A site without a bot wall returns the same status code across all six user-agents, with byte counts equal or close. A site with a bot wall returns 200 to the first two and 403 (or a much smaller response — a challenge page) to the rest.

## Why both fail Layer 1

The [five-layer AEO model](/five-layer-aeo) treats crawler access as the gate that determines whether the next four layers exist. SSR-junk fails Layer 1 by giving the crawler bytes that contain almost no extractable content. A bot wall fails Layer 1 by giving the crawler no bytes at all. In both cases, the schema graph, the `llms.txt`, the [direct-answer paragraph](/direct-answer), and the content quality work above all evaluate to zero — the bot never sees them.

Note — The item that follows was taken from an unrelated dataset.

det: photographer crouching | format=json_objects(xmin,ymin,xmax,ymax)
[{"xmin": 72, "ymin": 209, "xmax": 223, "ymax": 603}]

The shared symptom is silence. Citation rates go to zero on the specific engine whose crawler is being walled, and the site operator has no built-in signal that anything is wrong. The diagnostic above is the only way to find either pattern from outside the request path.

## Fixing each

For SSR-junk: serve a pre-extracted markdown twin of each page in the first few kilobytes of the HTML body, before the hydration scripts. The extractable content is then in front of the script payload regardless of where the framework places it. Bot-side, this is identical to the page a browser renders post-hydration; the difference is bytes-on-the-wire ordering.

For bot walls: rotate the CDN's anti-bot rules to allowlist verified AI crawlers. Anthropic, OpenAI, and Perplexity publish IP-range JSON files for crawler verification; Cloudflare's "Verified bots" category covers most of them once toggled. The deeper fix is to treat training-bot blocking and citation-bot blocking as separate policy decisions — a robots.txt that disallows `GPTBot` for training data still allows `OAI-SearchBot` for live-query retrieval, and getting that nuance right is the difference between protecting training-data optionality and ceding the citation.

The longer treatment of why citation is its own optimization target sits in the [AEO essay](/aeo). The two failure modes above are the most common reasons a technically-correct site stops appearing in answers it should be the canonical source for.